Corky wrinkled his brow. “I read that everyone called her ‘Georgia’ because they loved her southern drawl.”
Sue snorted a half-laugh, half expression of contempt. “No. Georgia is what she wanted people to call her instead of Easy or the Hag or the other disgusting names David used. I never liked her, but at least I called her Mickie.”
“Ted Billings, the prosecutor, said that the murder was about teen angst and a crime of passion.”
“Teddy created a narrative to sell the crime to the jury. He did that stuff all the time….” She stopped.
“To manipulate young girls and scam the system?”
“Yes.” Sue reached for her drink and then thought better of it. “My first trip to Juvie Teddy was working night court for the county attorney’s office. I was thirteen, but he told me I was ‘mature for my age.’ He persuaded the arresting officer to drop the charges, then drove out to West Lake before he taking me home.”
“He should have recused himself.”
“Duh! You think?” Sue picked up her drink and emptied the glass. She shook off the effects of the alcohol. “Tell me again why we’re here.”
“It’s a date.”
“Really? I know what a date is. I’ve dated most of the men in this bar, and none of them talked as much as you do.”

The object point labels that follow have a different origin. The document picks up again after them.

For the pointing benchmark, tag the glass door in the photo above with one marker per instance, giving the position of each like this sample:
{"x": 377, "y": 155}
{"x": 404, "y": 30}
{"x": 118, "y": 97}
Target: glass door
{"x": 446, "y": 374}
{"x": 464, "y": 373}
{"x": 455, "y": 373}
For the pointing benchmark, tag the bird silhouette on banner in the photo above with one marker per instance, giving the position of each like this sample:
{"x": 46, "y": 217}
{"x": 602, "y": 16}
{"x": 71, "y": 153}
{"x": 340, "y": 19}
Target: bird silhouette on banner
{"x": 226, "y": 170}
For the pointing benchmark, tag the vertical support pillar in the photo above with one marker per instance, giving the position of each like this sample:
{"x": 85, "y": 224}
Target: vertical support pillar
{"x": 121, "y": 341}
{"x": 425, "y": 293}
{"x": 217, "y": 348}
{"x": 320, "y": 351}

Corky pushed his half-empty pint aside. “I’m not like these men. I’m also not like Ted the prosecutor, or David….”
“Or my stepfather.”
“Your stepfather?”
“Who do you think the boys paid for my services that weekend?”

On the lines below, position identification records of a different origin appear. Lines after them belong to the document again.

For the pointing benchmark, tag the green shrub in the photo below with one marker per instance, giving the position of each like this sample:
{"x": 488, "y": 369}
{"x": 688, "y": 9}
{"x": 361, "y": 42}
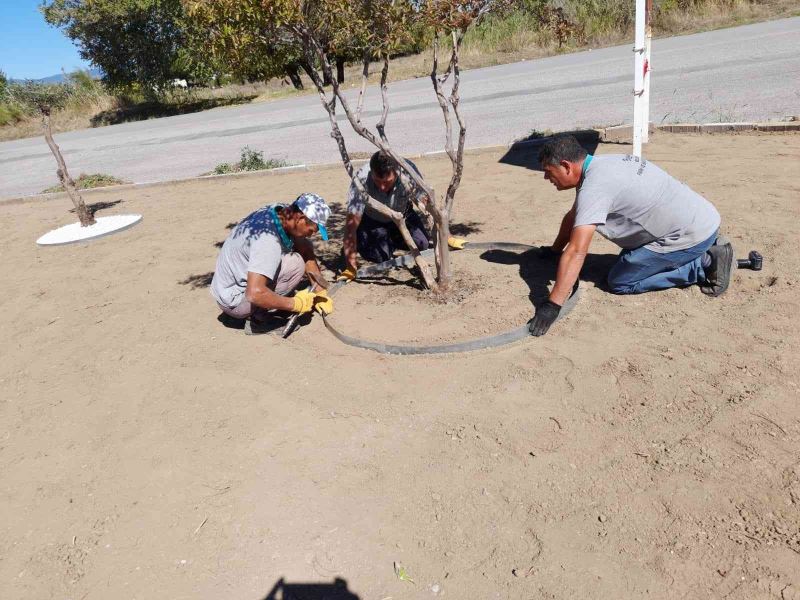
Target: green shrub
{"x": 250, "y": 160}
{"x": 85, "y": 182}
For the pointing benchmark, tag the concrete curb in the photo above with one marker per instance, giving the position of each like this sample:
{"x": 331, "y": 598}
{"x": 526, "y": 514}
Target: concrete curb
{"x": 615, "y": 134}
{"x": 622, "y": 133}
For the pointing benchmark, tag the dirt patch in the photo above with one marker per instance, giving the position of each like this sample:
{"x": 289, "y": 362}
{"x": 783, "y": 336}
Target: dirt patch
{"x": 487, "y": 296}
{"x": 647, "y": 446}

“The boys hired you for that weekend? That never came out in the trial.”
“It wouldn’t have made a difference. People had already made up their minds.”
Emily came with their Caesar salads. “I need a coffee, black,” Corky told her, handing over the remainder of his beer.
“Regular or decaf?”
“Better make it regular. I need to stay alert.”
Sue handed Emily her empty glass. “Make it two cups.”
After the waitress left, Sue stabbed at her salad. “You going to include that little detail in your new project?”
“The book deal is dead. I left a voice mail for my agent before I walked over here. I’m returning the advance money.”
“Why would you do that?”
Before Corky could answer, Emily brought their coffees, cream, and sugar. “How are the salads?”
“Good,” they said in unison, though neither had touched them.
They ate the salads in silence, until Sue finally said, “Remind me again why I should be attracted to you?”
“My rapier wit, my sexual prowess, and my animal magnetism.”
She set her fork down. “I have seen no evidence of any of those things.”
Then maybe it’s because you trust me.”
“The jury’s still out on that. I’m not the trusting type.”
The steaks came. Emily refilled their coffee.
“I’m not going anywhere. We’ve got time to work on trust.”
“Do we?”
Corky shrugged.
“After all you’ve heard, you still think I’m date material?” Sue asked.
“So, you don’t think I’m a psychopath?”
“I never said that. Let’s just say I’m just willing to roll the dice and hope for the best.”
Sue cut into her steak. “You write romance novels, and that’s the best line you could come up with?”
“You’re the first ex-felon I’ve courted.”
“You could walk me home.”
“I’ve got the address.”
“Yes, well that’s a little creepy.” Sue took a bite of steak and chewed slowly.
“I could serve you breakfast in bed.”
“That makes a lot of assumptions.”
He pushed away his plate. “Then try this. I walk you home. I’m Corky. I’m not a writer; I’m just some guy you met at the Café. And you’re Sue. You’re not Caroline Sue Harding. You’re an articulate and discriminating reader. Our relationship is a tabula rosa….”
“A blank slate?”
“Yes.” He took her hand in his. “We’re at your door. What do you want to do?”
She shook her head.
“It’s a simple question.”
“No, it isn’t. No one’s ever asked me that before.”
“Take your time,” Corky told her. He reached for his coffee.
On the stage the band belted out Bo Diddley’s “Who Do you Love?’ Sue didn’t sing along. She’d never felt so lost.